Servono interventi per fermare la frana

17/03/2026
Tempo di lettura: < 1 minuto

Un pacchetto di interventi per fermare la frana che minaccia Niscemi. Dalla riorganizzazione delle reti fognarie e idriche alla perforazione di nuovi pozzi, fino alla realizzazione di gallerie drenanti, alla sistemazione dei corsi d’acqua e a opere di ingegneria naturalistica contro l’erosione: sono queste alcune delle soluzioni messe in campo.

Le misure sono state illustrate dal professor Nicola Casagli, del Centro per la Protezione civile dell’Università di Firenze, durante una riunione tecnica nella sede della Protezione civile.

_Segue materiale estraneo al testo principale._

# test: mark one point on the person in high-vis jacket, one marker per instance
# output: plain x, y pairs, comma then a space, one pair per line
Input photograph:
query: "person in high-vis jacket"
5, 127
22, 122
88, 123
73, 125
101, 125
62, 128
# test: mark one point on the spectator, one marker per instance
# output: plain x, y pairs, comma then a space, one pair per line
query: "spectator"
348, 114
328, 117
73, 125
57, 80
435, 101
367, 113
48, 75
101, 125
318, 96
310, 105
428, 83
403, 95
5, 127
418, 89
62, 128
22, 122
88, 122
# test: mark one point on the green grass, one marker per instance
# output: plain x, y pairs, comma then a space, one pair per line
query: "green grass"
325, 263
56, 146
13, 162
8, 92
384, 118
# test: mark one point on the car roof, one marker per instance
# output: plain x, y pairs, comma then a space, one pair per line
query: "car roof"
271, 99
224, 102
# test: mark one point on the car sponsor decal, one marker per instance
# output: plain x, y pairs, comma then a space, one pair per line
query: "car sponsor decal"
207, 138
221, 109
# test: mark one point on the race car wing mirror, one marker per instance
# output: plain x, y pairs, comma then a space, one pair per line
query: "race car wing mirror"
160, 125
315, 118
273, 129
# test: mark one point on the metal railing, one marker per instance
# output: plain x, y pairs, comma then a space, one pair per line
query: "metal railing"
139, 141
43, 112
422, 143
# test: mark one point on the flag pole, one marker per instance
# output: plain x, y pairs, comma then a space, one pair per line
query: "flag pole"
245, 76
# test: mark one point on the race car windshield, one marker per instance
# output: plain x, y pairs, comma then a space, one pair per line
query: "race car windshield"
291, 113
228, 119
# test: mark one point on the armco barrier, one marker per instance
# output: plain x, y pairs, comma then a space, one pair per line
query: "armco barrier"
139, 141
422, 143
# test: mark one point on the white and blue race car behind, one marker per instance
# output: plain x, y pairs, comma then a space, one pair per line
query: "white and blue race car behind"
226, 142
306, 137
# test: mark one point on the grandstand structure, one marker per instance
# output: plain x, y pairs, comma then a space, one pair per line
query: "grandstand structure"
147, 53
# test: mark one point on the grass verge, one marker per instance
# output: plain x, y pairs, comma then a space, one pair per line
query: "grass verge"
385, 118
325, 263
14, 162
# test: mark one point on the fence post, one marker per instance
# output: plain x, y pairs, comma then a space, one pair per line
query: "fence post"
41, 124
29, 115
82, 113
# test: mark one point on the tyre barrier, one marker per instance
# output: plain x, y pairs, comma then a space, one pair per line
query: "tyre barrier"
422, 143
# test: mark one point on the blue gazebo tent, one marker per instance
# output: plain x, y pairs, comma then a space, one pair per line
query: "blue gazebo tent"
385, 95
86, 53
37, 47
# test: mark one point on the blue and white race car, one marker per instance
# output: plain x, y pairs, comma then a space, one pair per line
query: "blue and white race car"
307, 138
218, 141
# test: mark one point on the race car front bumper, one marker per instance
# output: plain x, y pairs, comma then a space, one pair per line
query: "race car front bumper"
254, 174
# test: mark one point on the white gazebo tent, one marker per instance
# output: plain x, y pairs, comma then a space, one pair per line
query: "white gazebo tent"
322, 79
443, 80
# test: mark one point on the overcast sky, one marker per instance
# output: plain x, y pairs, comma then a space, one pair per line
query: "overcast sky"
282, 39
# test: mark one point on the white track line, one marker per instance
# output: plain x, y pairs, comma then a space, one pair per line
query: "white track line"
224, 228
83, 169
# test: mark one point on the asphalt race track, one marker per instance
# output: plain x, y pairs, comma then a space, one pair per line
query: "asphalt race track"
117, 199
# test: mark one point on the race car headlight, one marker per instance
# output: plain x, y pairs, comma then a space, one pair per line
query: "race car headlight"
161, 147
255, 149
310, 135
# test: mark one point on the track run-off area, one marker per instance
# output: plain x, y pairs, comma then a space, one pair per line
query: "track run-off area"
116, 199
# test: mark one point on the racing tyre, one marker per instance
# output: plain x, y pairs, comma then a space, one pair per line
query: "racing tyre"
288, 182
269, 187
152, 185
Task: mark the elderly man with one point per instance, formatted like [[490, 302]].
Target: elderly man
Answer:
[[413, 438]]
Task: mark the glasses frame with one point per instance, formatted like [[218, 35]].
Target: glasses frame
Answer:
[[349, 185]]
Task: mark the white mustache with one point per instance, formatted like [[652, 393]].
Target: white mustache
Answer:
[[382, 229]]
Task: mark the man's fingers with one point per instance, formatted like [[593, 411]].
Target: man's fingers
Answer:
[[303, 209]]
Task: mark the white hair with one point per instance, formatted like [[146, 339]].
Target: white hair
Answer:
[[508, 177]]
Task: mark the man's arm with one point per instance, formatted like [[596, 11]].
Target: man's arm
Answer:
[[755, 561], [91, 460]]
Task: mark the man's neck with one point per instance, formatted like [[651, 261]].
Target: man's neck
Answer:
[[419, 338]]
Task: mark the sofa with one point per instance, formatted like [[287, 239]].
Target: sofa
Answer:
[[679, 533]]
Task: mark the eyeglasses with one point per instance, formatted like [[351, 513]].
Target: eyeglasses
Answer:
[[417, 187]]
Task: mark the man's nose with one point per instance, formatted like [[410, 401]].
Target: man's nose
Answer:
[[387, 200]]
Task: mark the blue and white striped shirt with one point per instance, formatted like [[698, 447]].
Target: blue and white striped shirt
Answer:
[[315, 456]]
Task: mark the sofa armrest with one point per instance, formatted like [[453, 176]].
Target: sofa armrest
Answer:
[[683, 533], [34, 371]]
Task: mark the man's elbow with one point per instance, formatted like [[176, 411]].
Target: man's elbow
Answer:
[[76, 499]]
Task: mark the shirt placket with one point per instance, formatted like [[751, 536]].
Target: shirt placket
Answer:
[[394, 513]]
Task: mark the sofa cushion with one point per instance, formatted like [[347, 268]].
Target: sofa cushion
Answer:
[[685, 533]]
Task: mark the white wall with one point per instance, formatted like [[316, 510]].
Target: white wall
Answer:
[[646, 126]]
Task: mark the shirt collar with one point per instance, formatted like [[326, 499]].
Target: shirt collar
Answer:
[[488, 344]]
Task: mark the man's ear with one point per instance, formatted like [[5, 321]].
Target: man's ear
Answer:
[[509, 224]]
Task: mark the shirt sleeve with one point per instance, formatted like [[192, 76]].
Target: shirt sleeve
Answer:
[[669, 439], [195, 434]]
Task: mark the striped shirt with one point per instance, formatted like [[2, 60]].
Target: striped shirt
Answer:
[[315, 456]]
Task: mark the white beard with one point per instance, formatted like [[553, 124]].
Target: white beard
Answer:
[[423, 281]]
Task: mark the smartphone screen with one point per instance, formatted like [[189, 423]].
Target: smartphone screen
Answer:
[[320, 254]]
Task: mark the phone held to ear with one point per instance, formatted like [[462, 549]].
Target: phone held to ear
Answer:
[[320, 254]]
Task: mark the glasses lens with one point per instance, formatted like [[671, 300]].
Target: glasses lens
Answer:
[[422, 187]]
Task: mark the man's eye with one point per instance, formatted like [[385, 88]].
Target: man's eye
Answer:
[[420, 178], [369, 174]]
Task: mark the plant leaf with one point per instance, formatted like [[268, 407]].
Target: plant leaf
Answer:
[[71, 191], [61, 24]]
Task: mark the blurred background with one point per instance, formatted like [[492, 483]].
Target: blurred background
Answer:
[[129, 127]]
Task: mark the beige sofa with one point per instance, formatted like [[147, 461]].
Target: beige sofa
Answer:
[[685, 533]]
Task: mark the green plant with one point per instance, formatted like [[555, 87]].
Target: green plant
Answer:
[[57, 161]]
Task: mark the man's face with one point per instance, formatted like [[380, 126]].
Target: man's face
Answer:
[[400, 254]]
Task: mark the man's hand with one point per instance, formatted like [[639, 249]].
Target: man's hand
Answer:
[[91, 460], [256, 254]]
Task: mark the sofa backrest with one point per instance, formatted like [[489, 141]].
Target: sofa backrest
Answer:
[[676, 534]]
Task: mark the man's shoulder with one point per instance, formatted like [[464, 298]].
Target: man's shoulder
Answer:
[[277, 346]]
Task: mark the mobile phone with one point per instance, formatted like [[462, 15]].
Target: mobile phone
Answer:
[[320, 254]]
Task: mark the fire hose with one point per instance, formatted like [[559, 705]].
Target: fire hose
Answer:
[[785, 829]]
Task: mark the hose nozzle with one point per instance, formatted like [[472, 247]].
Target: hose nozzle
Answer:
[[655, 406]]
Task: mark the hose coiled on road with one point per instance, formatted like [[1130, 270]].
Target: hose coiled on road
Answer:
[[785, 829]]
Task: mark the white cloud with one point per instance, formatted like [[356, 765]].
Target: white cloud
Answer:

L’incontro, convocato per definire le strategie di contenimento del movimento franoso e avviare le prime demolizioni, è stato presieduto dal commissario straordinario Fabio Ciciliano.

Presenti anche il sindaco di Niscemi Massimiliano Conti, il dirigente della Protezione civile siciliana Salvo Cocina, rappresentanti della Prefettura di Caltanissetta, tecnici della Regione ed esperti dei Centri di competenza. Coinvolte inoltre l’Università di Firenze e la Fondazione Cima, già al lavoro sullo studio del reticolo idrografico minore.

«Le decisioni sulla zona rossa, la sua rimodulazione e gli interventi di messa in sicurezza – ha spiegato Ciciliano – nascono da un confronto costante con la comunità scientifica. In un contesto così complesso, questo lavoro condiviso è fondamentale. Abbiamo scelto anche la strada della trasparenza: ogni aggiornamento sarà pubblicato sul sito della Protezione civile per garantire ai cittadini un’informazione chiara e tempestiva”.